Vor der Hand sehen wir in der Neuen Nationalgalerie eine Ausstellung, in der Andy Warhol als schwuler Mann und Künstler gezeigt wird, erstmals so fokussiert, so direkt, ohne Feigenblatt anderer Bildmotive oder Themen. Und das ist natürlich gut so. Doch geht es eben weniger ums verspätete „Coming-out“ Warhols, wie erste Rezensionen heute titeln, sondern mehr um die Fluidität, um das Dazwischen, das Warhol Zeit seines Lebens faszinierte. Das Doppeldeutige, die zwei Seiten, übrigens auch sein lebenslanger Wunsch, jemand anderes zu sein, zum Beispiel Edie Segwick, eine junge Frau aus reicher Familie, die am Warholschen Lifestyle in der frühen Factory zugrunde ging, und die düstere Dracula-Seite von Andy in der Öffentlichkeit prägte.

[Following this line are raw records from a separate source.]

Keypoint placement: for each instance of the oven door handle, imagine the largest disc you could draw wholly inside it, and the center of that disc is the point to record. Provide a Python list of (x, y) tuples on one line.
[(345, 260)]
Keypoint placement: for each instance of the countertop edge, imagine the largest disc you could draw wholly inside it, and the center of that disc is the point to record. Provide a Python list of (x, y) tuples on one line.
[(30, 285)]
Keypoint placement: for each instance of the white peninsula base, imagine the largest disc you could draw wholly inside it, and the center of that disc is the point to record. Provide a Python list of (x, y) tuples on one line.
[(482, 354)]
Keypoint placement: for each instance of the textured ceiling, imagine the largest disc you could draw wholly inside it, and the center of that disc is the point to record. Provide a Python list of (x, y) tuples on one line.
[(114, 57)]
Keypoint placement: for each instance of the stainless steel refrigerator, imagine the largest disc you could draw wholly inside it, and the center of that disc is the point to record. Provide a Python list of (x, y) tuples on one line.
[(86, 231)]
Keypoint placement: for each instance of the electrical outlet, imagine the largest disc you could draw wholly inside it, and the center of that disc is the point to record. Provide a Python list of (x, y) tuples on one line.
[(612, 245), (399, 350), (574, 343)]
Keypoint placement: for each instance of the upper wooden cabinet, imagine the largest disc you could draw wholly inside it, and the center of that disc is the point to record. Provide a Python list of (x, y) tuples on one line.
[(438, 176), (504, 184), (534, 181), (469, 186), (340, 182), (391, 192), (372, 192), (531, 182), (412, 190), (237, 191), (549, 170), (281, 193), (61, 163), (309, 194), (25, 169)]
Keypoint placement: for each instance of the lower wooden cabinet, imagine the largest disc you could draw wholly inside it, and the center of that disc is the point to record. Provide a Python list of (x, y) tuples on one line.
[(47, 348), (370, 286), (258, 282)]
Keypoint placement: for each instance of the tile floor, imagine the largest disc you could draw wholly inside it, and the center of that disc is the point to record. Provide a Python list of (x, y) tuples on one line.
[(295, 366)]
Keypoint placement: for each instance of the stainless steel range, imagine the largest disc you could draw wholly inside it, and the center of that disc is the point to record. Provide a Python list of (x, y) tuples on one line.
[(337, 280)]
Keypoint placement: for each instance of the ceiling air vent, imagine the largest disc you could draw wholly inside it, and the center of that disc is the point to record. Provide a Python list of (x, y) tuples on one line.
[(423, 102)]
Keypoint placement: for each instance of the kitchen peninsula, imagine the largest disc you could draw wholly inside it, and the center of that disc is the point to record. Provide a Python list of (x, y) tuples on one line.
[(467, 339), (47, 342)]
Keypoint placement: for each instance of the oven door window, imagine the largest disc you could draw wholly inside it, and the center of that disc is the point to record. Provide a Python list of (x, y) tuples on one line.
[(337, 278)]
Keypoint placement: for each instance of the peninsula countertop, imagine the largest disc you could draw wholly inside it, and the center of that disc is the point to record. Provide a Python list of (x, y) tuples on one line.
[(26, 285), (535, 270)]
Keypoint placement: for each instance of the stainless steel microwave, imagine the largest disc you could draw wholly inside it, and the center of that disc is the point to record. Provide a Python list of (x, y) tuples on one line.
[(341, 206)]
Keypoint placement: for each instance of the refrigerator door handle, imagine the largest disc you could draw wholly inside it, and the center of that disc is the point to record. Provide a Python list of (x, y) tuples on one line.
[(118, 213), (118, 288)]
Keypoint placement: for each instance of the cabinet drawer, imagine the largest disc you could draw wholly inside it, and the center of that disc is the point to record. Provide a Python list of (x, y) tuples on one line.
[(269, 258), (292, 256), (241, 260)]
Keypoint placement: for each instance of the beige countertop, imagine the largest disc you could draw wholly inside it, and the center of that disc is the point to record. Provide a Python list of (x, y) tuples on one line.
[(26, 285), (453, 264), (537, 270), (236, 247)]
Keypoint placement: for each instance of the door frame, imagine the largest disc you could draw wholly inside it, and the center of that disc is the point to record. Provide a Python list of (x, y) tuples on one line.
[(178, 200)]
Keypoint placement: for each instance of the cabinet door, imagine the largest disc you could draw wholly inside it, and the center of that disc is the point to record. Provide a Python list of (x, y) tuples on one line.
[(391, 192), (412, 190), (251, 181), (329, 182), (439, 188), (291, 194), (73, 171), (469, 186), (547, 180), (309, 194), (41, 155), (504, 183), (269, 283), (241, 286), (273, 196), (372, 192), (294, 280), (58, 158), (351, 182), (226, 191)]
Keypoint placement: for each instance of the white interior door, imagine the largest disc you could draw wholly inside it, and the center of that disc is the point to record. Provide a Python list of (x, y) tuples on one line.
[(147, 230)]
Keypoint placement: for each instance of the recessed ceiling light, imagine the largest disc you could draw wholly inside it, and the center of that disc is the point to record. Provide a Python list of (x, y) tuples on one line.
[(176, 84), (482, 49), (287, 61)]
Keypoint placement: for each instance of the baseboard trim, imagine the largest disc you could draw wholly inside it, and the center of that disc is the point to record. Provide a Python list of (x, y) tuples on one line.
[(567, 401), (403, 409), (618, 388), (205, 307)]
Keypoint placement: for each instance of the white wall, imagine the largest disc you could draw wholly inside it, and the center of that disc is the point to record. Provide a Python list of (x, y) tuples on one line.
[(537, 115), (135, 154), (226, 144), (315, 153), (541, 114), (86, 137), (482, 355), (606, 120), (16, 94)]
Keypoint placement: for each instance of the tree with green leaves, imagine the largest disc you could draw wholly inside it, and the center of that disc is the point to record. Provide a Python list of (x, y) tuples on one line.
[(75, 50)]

Als er 1975 sein Buch „The Philosophie of Andy Warhol, from A to B and back again“ veröffentlicht, trägt das Vorwort den bezeichnenden Titel: „How Andy puts his Warhol on“. Von „from A to B“ einmal abgesehen, ist hier schon ganz offen die persönliche Zerrissenheit Warhols, aber eben auch die Zerrissenheit als existentielle Erfahrung Thema. Andy Warhol war mehr, als ein Popkünstler. Dass er im Katalog zur Ausstellung erstmals (soweit ich weiß) als neurodivers bezeichnet wird, ist möglicherweise auch ein Schritt zu einer neuen, tatsächlich grundsätzlicheren Deutung. Obwohl ich mir nicht sicher bin, ob neurodivers tatsächlich den Kern eines introvertiert extrovertierten Außenseiters trifft.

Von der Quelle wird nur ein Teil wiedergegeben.